“No matter who you are or how old, you are called to be involved in missions,” Evelyn Blount told the approximately 700 delegates attending the annual meeting of South Carolina Woman’s Missionary Union March 24-25 at Concord Baptist Church in Anderson.
Blount, executive director of South Carolina WMU, said in a closing address that “courageous women have been an exciting part of WMU, finding “interesting and creative ways to get the job of missions done.”
Pointing to WMU “pathfinders” of the past and present, she said that they “saw obstacles as opportunities,” finding ways to “get around them, over them and maybe even through them.”
These women, she said – calling an honor roll of women leading in missions involvement – have “found ways to take up their crosses daily and follow Christ.” Blount said that WMU must “be constantly looking for new paths and revamping old ways that keep us on the cutting edge of missions.”
“You, we,” she told the women, “are the WMU pathfinders for tomorrow.”

Delegates re-elected Wanda Morris of Gaffney to a fourth and final one-year term as state Woman’s Missionary Union president. Morris, a member of New Pleasant Baptist Church, is a retired administrative secretary for the Broad River Baptist Association.
The meeting featured a message from Kay Miller, national president of Woman’s Missionary Union and a former missionary to Thailand. Emphasizing the theme of the meeting, “Pathways,” she said destination – “ending up where you wanted to go” – is the important thing. The “destination,” or the goal, is that “every person hears the gospel.”

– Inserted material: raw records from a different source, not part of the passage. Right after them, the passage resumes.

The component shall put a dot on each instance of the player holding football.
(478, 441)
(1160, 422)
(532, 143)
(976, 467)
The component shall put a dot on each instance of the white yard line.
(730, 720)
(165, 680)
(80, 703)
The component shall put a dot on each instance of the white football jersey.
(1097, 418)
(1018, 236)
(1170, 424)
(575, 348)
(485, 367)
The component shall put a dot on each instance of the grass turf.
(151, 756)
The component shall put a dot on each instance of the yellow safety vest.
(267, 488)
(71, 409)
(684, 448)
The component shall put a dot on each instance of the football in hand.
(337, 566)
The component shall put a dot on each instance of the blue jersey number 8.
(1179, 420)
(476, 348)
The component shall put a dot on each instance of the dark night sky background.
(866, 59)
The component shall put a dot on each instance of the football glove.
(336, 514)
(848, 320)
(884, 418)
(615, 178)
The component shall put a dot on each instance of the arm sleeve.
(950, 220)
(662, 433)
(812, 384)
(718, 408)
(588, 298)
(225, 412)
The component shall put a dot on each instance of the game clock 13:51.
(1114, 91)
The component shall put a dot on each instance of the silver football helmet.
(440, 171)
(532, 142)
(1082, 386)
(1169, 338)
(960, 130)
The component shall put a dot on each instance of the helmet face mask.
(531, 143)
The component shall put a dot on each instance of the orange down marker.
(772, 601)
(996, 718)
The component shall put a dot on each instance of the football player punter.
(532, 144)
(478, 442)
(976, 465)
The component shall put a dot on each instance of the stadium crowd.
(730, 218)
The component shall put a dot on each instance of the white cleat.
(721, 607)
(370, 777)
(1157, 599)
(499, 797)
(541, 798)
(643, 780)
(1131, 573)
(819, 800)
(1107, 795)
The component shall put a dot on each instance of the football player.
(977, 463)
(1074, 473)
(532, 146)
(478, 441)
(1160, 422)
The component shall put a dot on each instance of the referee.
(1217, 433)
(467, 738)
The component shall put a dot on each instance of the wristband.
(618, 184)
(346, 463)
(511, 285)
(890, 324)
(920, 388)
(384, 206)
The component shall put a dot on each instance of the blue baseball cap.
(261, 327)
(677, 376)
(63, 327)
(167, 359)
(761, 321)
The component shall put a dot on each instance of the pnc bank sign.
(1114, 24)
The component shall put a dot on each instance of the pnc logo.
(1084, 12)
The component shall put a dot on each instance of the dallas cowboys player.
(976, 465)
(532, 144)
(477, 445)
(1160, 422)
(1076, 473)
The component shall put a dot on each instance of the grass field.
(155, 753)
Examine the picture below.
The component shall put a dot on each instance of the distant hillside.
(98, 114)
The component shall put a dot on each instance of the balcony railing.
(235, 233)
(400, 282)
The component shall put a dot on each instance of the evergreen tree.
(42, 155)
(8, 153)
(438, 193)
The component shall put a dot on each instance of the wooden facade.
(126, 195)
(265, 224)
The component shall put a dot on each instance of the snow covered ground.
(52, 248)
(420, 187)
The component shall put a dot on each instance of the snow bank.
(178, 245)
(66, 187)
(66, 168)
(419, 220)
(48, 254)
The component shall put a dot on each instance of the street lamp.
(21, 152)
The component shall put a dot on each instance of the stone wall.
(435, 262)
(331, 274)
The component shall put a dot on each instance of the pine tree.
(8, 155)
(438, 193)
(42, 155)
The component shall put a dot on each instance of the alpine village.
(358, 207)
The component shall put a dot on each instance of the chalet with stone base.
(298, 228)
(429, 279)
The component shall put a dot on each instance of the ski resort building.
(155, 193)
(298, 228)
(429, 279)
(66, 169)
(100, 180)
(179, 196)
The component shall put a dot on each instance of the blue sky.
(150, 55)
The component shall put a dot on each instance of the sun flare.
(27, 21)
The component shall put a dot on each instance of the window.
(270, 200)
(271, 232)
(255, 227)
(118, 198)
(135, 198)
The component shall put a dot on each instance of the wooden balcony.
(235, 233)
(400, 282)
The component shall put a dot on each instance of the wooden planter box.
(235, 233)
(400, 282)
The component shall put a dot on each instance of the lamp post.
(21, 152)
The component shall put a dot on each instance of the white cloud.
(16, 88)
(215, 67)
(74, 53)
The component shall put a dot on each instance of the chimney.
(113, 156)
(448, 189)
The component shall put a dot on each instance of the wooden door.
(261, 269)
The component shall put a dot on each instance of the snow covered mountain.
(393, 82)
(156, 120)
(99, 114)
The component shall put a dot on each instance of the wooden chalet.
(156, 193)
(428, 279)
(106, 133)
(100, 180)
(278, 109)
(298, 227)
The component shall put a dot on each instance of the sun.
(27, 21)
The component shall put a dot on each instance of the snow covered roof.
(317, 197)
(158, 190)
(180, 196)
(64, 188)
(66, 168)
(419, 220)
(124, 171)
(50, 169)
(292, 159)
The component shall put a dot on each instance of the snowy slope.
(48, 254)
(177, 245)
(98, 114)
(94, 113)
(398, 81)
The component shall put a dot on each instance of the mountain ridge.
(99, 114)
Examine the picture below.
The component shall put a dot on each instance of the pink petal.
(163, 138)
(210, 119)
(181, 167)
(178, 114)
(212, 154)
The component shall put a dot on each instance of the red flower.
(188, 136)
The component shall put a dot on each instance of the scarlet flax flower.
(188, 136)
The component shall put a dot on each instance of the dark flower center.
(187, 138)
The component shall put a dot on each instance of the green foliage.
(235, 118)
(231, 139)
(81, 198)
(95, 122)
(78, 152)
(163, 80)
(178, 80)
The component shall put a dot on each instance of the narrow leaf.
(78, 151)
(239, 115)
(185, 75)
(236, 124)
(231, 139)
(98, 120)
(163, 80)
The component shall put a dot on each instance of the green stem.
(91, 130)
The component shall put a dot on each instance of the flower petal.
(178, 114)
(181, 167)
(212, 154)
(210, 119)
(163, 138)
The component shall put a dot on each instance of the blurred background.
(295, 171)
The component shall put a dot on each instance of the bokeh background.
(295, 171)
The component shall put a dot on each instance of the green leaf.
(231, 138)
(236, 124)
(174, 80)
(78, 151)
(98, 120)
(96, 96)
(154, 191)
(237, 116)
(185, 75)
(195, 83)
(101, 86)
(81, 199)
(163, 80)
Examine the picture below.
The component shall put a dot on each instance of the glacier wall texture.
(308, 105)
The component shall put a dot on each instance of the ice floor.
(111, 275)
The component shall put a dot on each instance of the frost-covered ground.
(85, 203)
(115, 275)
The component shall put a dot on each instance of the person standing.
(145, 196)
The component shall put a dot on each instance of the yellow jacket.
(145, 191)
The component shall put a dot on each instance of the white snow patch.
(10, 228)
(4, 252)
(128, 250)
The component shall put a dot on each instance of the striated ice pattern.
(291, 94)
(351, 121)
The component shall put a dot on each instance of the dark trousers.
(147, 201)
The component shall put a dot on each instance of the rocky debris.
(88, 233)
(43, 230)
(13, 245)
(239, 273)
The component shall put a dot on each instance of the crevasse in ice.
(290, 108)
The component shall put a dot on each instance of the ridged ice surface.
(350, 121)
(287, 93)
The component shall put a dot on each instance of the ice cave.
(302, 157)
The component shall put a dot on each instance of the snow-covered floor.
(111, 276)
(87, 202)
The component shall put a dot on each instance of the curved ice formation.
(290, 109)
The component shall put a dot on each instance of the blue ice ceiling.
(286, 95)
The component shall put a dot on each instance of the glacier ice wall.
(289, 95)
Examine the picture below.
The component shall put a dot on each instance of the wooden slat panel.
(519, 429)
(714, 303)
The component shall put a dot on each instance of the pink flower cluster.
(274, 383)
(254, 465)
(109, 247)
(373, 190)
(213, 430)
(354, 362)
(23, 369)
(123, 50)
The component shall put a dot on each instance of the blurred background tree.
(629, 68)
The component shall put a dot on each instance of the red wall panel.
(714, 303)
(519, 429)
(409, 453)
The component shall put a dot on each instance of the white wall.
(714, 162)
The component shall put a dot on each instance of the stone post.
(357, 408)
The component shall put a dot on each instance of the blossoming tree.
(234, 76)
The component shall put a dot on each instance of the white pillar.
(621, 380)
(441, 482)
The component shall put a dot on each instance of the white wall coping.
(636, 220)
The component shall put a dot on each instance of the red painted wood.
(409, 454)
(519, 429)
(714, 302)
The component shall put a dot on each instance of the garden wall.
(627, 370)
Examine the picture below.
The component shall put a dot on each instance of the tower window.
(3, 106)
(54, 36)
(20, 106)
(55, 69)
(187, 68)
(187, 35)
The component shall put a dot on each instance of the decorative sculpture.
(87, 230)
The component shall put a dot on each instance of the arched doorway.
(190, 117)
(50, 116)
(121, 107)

“Lostness is lostness,” she made clear, “no matter where you live. Some paths are just outside our doors. The world is coming to our neighborhoods. These are people who need Christ.”
Saying that Little Rock, Ark., is her “Jerusalem” now, Miller told her audience, “The paths that lead beyond our Jerusalems are not always secure, and we may not want to be on a path with some people. And some paths lead to the ends of the earth.”
She challenged the women to be willing to go “anywhere that God calls,” to venture down “any path that God calls us to follow.”
Carlisle Driggers, executive director of the South Carolina Baptist Convention, praised WMU for its work in the overall work of the convention, for “all that we do in concert with one another.”
He spoke of a movement, especially among Southern Baptists, to “seek first the kingdom of God” and it is an emphasis that is “happening around the world.” He told of his recent trip to Russia, where he and other Southern Baptists taught Baptists there about Empowering Kingdom Growth, an initiative that began in South Carolina and later was adopted by the Southern Baptist Convention as a strategy for building the kingdom of God on earth and strengthening the churches of Christ everywhere.
Unfortunately, he pointed out, “We often are more interested in our own kingdoms,” and challenged the women, “Let’s be serious about being kingdom-focused people.”
Driggers said that Empowering Kingdom Growth with its emphasis on building the kingdom of God on earth is “a way of life” among Southern Baptists and will continue as a focus of denominational work “until Jesus comes.”
Marshall Fagg, director of the state Baptist convention’s evangelism and missions team, told the women that because of their “praying, giving and going,” people everywhere are “coming to a saving knowledge of the Lord.”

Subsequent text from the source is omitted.